Preguntas raras, preguntas absurdas, no llevan a ningún sitio, ¿o tal vez sí? Son como una galaxia, toda una nube de esferas brillantes listas para dar calor y hogar a cientos de miles de millones de billones de seres, ¡e incluso más! ¿Estas galaxias son como las preguntas absurdas? ¡Claro! Ambas son una niebla espesa de cosas solitarias sin aparente conexión que se mueven en sinfonías siderales, cosas y cosas y montones de cosas, como los desvanes que nunca se ordenan... pero a veces encontramos exactamente lo que buscamos, ¡son tan grandes! Es frenético darse cuenta de la grandeza que se esconde en preguntas como ¿a qué sabe el helado de teléfono verde? ¿No te has dado cuenta aún? ¡Claro que no! ¿Quién podría? Alguien con tiempo, eso seguro, pero ¿quién lo tiene hoy en día? Nadie. Quizá un viajero, pero no un viajero del tiempo eso desde luego. ¿Por qué? Porque se pierde mucho tiempo viajando en el tiempo, todo el tiempo viajando de este tiempo a este sin pensar qué tiempo va a hacer, así siempre vas cargado con un paraguas y ¡oh! Un reloj de bolsillo, por supuesto. 
Me voy por las ramas, mis disculpas. ¡Un viajero tiene tiempo sin duda! Porque viajar por el espacio, y créame cuando le cuento esto, viajar por el espacio es una gran pérdida de tiempo, el cual puede mantener ocupado dándole una revista, un vídeo musical, un videojuego o un libro de Kafka. Está bien, eso último no, les aburriría un poco y les distraería de su tarea que planteé al principio: descubrir la grandeza de las preguntas absurdas. ¿Por qué no decimos "está mal" en lugar de "está bien"? De pronto la raza humana es optimista, ¿o no? ¡Perdón, perdón!
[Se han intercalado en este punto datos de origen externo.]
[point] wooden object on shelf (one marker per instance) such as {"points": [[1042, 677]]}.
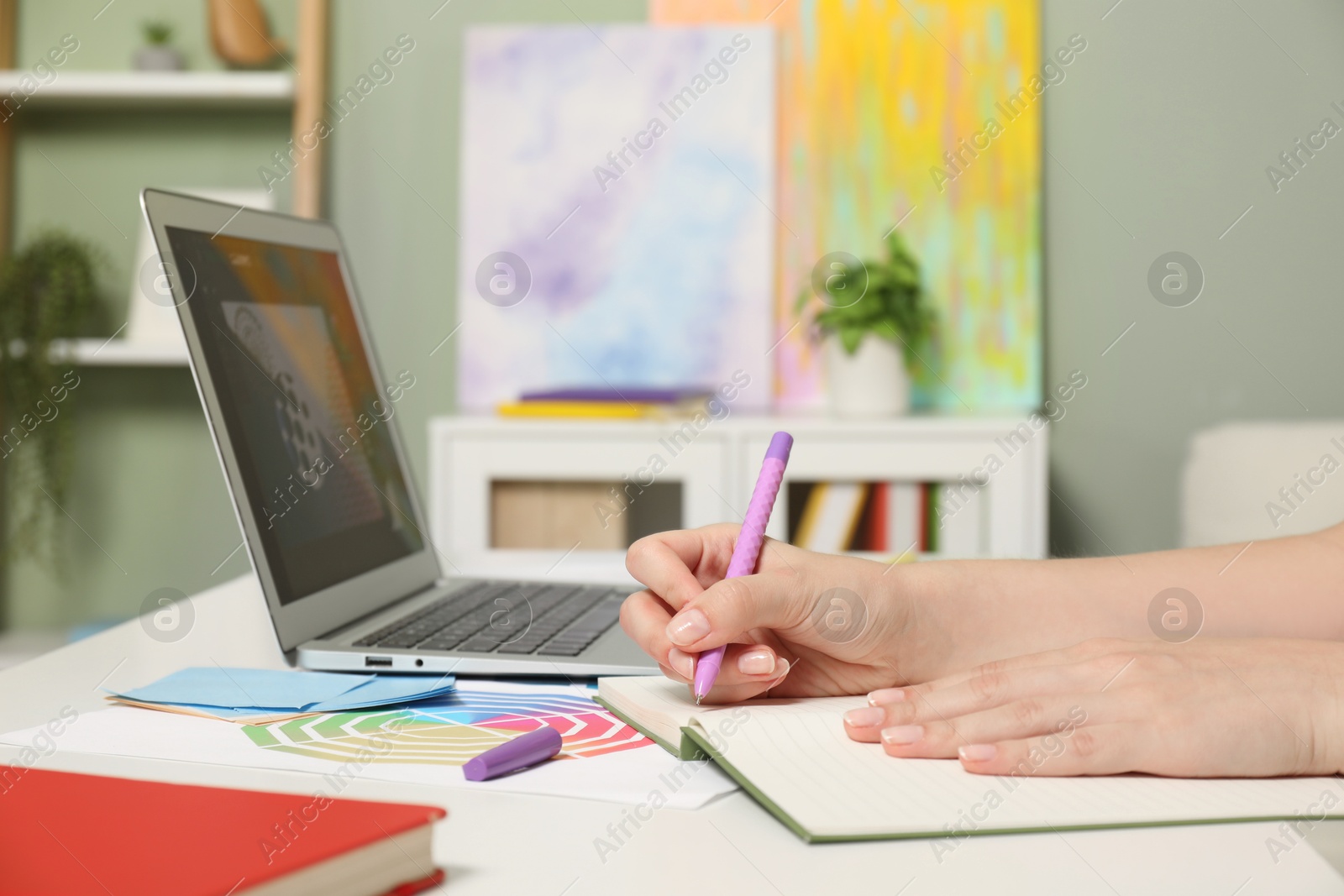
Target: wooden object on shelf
{"points": [[309, 98], [241, 35], [539, 516]]}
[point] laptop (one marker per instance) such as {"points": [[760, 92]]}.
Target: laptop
{"points": [[304, 422]]}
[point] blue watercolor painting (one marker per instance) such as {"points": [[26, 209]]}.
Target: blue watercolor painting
{"points": [[616, 210]]}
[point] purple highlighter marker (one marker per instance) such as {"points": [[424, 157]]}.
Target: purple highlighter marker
{"points": [[748, 550], [519, 752]]}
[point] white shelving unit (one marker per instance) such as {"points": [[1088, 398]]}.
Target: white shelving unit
{"points": [[123, 89], [717, 468], [112, 352], [118, 352]]}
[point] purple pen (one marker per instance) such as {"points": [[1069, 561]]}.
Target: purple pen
{"points": [[748, 550], [519, 752]]}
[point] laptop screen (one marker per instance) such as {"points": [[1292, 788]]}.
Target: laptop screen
{"points": [[302, 411]]}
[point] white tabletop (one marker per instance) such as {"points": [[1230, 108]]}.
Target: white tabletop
{"points": [[495, 842]]}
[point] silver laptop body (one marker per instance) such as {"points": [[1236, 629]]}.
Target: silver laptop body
{"points": [[304, 425]]}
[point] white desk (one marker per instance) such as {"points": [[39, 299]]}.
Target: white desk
{"points": [[511, 844]]}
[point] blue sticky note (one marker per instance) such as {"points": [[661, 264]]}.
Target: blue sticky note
{"points": [[389, 689], [237, 692], [239, 688]]}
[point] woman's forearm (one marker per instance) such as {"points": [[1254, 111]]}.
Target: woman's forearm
{"points": [[991, 609]]}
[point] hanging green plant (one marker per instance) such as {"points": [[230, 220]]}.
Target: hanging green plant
{"points": [[47, 291]]}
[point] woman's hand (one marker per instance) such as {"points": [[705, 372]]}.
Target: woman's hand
{"points": [[804, 625], [1200, 710]]}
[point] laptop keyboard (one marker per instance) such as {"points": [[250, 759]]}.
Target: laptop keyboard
{"points": [[508, 618]]}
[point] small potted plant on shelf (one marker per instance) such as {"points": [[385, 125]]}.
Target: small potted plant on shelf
{"points": [[47, 291], [874, 322], [158, 55]]}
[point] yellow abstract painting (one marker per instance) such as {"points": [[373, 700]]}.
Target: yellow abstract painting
{"points": [[924, 116]]}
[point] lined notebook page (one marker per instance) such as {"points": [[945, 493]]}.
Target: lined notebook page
{"points": [[797, 754]]}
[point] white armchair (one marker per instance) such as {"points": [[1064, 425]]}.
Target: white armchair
{"points": [[1263, 479]]}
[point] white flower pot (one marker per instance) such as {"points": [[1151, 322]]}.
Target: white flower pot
{"points": [[870, 383]]}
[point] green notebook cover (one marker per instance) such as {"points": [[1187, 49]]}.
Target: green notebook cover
{"points": [[696, 746]]}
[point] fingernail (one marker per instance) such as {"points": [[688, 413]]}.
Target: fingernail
{"points": [[978, 752], [683, 663], [757, 663], [902, 735], [864, 718], [886, 694], [687, 627]]}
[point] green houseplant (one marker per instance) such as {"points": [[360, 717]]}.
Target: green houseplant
{"points": [[875, 322], [158, 54], [47, 291]]}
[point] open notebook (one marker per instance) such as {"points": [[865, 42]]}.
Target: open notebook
{"points": [[795, 758]]}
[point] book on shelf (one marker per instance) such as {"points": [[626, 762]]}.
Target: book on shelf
{"points": [[900, 519], [609, 403]]}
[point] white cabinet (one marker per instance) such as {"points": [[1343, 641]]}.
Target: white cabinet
{"points": [[994, 465]]}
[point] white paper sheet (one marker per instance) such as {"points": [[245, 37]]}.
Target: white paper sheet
{"points": [[628, 775]]}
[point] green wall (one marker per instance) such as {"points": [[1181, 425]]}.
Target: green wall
{"points": [[1166, 123]]}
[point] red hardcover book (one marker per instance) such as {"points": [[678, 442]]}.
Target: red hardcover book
{"points": [[87, 835]]}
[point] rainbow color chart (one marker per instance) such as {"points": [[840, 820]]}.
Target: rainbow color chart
{"points": [[452, 730]]}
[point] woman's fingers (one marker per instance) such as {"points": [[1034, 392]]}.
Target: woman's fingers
{"points": [[727, 609], [1095, 750], [736, 689], [679, 564], [1066, 656], [911, 705], [644, 617], [1058, 718]]}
Si no piense en un café, el café ese que ve cada mañana. ¿Lo ve o sólo lo bebe? Supondré que lo ve también, no me quiero enfadar con usted tan pronto. ¿Ve la espuma? ¿No ve que es una isla barra archipiélago barra península barra continente? ¿Habrá vida? ¿Habrán descubierto la penicilina o cuántos caminos ha de recorrer un hombre? Quizá sean 42 ó 43, más o menos por ahí debe andar la respuesta o eso leí una vez. Creo que era una novela de ficción, quizá no. Quizá que yo lea sea una obra de ficción y que lo que lea sea la realidad. ¡Quizá usted está leyendo la realidad mientras se encuentra en el sueño de otro ser pandimensional e hiperinteligente con capacidad suficiente como para albergar un universo regido por reglas de una física cuyos habitantes no son capaces de comprender atrapándolos en la mayor ironía jamás vista! O quizá esté usted leyendo una pantalla de un aparato electrónico. En tal caso ha usted de saber que cuando vea algo amarillo no es realmente amarillo y su cerebro le está gastando una broma, ninguna pantalla tiene amarillo, el amarillo es el color de los locos y usted no lo está, o quizá no lo está aún. ¿Quién está más loco en un cementerio de topos? Me alejo de la cuestión principal una vez más, me disculpo otra vez. La grandeza de las preguntas absurdas, ¿se dio cuenta ya?

Digo grandeza pero no es importancia, relevancia, jerarquía o impertinencias similares, es por lo grande y basta y gigante e inmensa que es la pregunta. Aunque como todas las botellas, es más estrecha en el final. 

Viaje un poco, con su cabeza, se dará cuenta de cosas fascinantes y aunque no aprenda ni entienda nada nuevo, la comprensión del universo es algo que hace que le brillen los ojos a uno. Y quizá, sólo quizá, comprenda por qué hay gente que corre entre la lluvia cuando el sol los acaricia.